Police chief says ATVs, UTVs, golf carts not OK on streets 

LYNDEN ­— The idea of adding two floors with five residential units to the building at 610 Front St. is testing the system.

Ron Hanson and Tim Keiper brought their hopes for renovation of what is known as “the liquor store” to the city Community Development Committee May 29, and now there are some hoops to get through.

The two ownerdevelopers and city officials talked through issues mainly related to parking requirements — one space per dwelling unit — and also protecting the view space of the 135-foot mural on the west side of the building that serves as a welcome to downtown.

Various items talked about are included in draft minutes, with both the city and the developers agreeing to consider certain next steps forward, said councilor Brent Lenssen and Planning Director Heidi Gudde after Monday’s City Council meeting.

For instance, the two new owners will create a parking proposal that could be a pilot for the downtown area, periodically reviewable, including the idea of letting downtown residents park in downtown lots overnight. The city will look into revising its parking code to allow payment in lieu of residential requirements.
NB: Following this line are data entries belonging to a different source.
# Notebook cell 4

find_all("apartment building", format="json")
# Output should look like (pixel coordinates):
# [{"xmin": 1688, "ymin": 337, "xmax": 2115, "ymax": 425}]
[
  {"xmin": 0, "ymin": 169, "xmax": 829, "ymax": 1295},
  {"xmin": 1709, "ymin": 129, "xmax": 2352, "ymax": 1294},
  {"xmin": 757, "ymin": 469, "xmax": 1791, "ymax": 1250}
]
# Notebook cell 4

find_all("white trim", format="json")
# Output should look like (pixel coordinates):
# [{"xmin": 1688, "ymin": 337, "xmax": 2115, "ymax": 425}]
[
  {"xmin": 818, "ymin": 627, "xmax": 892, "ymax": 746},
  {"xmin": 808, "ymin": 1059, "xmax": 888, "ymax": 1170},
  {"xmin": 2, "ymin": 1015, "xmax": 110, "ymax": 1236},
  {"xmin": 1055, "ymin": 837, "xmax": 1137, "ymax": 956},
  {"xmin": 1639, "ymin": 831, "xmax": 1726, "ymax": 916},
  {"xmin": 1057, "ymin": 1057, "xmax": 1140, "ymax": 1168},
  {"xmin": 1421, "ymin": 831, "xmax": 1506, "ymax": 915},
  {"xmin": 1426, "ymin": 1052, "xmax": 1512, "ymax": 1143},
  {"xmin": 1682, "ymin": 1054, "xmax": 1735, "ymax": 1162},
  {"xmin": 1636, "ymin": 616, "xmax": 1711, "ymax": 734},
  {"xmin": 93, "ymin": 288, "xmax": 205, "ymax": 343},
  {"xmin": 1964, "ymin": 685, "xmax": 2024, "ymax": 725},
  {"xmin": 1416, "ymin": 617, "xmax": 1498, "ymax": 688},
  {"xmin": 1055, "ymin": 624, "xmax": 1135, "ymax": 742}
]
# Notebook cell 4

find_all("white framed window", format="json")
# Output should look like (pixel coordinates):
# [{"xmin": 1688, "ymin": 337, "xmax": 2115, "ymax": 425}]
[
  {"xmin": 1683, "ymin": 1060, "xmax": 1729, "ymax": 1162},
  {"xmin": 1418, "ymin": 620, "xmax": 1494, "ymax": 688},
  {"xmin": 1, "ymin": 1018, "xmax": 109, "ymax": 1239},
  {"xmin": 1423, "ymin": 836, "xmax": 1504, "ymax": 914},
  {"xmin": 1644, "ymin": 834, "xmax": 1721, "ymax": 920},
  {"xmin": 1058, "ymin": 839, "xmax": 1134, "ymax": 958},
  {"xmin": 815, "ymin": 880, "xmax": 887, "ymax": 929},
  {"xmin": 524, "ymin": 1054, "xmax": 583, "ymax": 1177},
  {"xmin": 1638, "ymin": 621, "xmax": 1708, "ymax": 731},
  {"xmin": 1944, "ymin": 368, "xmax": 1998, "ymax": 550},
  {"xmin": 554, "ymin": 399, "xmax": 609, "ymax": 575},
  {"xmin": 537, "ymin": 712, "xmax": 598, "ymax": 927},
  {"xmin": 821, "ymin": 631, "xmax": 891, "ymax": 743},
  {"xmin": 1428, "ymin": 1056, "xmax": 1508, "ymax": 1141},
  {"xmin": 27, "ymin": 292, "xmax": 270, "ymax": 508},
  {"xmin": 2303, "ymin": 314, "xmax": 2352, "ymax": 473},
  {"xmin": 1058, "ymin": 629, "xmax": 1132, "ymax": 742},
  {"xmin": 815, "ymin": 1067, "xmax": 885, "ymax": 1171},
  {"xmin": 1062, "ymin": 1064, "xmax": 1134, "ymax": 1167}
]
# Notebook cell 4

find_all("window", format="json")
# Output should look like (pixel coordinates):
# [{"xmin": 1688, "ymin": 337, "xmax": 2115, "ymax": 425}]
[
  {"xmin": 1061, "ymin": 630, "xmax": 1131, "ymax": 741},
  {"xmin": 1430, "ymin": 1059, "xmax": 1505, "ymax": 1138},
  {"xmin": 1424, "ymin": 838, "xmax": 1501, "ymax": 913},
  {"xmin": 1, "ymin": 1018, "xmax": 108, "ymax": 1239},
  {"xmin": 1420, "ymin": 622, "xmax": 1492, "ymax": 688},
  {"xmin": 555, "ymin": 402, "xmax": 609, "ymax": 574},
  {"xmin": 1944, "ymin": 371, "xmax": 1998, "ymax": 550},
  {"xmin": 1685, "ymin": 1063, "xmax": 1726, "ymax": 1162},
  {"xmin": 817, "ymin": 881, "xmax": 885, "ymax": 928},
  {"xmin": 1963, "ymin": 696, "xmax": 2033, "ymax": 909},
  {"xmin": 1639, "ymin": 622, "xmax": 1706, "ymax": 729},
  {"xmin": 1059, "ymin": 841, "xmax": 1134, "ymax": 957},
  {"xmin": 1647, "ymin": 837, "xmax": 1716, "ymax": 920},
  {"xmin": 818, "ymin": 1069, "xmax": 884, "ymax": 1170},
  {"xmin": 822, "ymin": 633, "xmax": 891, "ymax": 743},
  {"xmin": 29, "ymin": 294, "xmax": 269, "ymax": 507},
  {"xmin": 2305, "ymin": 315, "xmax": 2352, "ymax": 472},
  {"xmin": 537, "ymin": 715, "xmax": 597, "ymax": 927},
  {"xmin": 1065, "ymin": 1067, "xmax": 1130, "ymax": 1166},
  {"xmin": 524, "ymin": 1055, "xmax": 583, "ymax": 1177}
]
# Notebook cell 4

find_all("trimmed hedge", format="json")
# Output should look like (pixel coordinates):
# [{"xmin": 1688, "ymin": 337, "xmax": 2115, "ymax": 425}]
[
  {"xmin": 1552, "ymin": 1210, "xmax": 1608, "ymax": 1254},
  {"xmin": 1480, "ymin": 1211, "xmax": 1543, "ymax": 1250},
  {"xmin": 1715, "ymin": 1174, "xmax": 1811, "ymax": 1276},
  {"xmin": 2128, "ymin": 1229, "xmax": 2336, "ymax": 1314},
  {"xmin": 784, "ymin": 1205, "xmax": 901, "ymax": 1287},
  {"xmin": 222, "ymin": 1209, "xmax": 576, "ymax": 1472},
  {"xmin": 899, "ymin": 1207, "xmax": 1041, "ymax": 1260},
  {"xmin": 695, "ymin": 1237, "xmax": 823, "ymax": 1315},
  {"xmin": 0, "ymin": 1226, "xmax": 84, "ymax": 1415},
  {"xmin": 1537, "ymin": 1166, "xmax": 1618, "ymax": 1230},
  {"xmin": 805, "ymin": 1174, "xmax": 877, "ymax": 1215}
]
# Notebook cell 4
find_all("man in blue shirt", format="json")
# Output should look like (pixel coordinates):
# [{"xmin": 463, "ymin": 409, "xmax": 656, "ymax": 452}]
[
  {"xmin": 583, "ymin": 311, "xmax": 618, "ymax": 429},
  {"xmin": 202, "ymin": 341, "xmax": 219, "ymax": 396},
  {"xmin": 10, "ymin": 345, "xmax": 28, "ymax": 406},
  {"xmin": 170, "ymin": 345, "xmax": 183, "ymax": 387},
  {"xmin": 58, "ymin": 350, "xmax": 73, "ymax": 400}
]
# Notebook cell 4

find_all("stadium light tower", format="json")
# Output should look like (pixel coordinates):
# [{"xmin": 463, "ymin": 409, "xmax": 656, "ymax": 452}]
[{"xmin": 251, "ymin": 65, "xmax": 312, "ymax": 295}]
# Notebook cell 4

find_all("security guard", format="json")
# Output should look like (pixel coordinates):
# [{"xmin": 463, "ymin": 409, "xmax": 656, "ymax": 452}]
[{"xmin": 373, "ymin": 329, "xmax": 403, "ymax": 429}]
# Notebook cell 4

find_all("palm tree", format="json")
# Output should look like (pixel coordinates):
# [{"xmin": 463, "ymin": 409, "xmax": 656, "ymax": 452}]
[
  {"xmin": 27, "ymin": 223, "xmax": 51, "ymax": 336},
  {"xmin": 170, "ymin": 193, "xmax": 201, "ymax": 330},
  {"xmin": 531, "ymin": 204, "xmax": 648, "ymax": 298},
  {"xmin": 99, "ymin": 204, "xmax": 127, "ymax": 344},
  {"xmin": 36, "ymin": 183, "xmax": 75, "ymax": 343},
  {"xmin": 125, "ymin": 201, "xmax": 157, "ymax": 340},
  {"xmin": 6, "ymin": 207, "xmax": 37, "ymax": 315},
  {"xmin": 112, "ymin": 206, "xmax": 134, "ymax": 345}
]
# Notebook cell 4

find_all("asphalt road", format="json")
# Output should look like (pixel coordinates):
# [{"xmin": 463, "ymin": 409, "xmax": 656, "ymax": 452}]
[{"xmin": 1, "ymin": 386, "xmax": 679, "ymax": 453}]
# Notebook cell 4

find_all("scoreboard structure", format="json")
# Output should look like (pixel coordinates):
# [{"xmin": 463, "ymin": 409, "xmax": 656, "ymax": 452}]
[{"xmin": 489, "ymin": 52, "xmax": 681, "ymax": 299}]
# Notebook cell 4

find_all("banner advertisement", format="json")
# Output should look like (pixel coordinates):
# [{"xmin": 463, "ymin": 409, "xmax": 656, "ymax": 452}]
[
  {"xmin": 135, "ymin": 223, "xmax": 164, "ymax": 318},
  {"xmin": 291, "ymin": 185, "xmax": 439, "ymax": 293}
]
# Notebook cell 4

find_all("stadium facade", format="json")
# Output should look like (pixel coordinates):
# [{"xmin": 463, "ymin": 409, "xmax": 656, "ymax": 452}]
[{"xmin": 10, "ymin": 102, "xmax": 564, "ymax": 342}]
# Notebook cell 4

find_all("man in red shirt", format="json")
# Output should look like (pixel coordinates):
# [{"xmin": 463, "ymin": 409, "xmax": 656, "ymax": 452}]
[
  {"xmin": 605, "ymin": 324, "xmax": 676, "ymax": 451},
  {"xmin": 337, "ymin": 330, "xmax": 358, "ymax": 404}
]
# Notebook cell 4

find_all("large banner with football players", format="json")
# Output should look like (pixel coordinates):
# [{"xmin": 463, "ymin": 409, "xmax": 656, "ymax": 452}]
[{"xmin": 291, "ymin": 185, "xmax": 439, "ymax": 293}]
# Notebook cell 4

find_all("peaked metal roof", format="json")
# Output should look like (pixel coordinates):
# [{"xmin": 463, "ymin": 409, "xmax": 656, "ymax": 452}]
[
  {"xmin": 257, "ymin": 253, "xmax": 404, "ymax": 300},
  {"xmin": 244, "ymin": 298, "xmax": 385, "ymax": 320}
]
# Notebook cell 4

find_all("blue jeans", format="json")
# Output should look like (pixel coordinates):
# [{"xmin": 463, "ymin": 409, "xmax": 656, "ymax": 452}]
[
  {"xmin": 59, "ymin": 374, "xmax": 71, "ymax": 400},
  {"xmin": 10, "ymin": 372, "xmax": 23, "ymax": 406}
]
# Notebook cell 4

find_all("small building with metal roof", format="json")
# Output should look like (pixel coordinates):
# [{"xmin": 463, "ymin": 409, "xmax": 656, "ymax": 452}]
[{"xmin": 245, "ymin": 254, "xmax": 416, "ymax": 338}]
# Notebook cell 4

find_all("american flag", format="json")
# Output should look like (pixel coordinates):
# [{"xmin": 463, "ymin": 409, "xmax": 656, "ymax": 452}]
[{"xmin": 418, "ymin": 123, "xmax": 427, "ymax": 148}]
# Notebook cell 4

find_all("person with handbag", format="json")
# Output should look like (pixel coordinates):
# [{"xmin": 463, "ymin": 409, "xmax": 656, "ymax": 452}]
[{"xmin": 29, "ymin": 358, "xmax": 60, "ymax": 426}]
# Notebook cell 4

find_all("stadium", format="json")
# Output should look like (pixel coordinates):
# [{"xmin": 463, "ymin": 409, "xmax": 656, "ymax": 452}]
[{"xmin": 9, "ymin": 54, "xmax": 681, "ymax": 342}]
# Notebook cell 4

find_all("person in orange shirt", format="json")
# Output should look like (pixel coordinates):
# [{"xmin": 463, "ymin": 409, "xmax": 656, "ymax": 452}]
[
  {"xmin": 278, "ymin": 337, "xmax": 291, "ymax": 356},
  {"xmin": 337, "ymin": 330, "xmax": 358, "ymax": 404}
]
The city supports the creation of residential units in the downtown core.

On the issue of protecting the mural, the committee was supportive of a 10-foot no-build easement contingent upon this proposed project happening. The whole 7th Street corner area is now a public parking lot.

The committee also addressed the downtown idea of a Hops Down Front Street beer walk as part of the already planned Hot Thursday Nights starting July 25.

Some of the basics are that all alcohol will be served inside businesses and that proceeds of this event will go to the nonprofit Backpack Buddies program.

In discussion, Jesse Nelson, proprietor of Overflow Taps, noted that having special events such as this is critical to the survival of that business.

Also at the regular Monday City Council meeting:

Michael Knapp, recommended interim police chief starting in July, was introduced and spoke briefly. He commended outgoing two-year chief John Billester and emphasized that he would do this only until a permanent replacement will be chosen.

Knapp will also be at the 4 p.m. June 13 city Public Safety Committee meeting at police headquarters.  City administration is asking that council concur with Knapp’s appointment at its June 17 meeting, so he can have some overlap time with Billester the next week.

Knapp is retired from being police chief in Ferndale, and earlier in Cosmopolis and Medina, Washington.

No one spoke at three public hearings on related aspects of updating the residential design standards for the city of Lynden.

This months-long process has involved the Planning Department, Planning Commission and Design Review Board. It was triggered by preparing standards for the proposed Pepin Creek growth area, but turned instead into doing more across-the-city standardizing of rules on site design, architecture, accessory structures, landscaping and screening, and setbacks.

Staff proposes that the new design standards take effect on Oct. 1 to allow time to inform residential developers, designers and builders of these changes.

Police Chief Billester reported that his department has been issuing warnings for ATVs, UTVs and golf carts illegally on Lynden streets. 

The city has not allowed these types of all-terrain vehicles or utility task vehicles, even though state law gives the option of allowing them, he noted.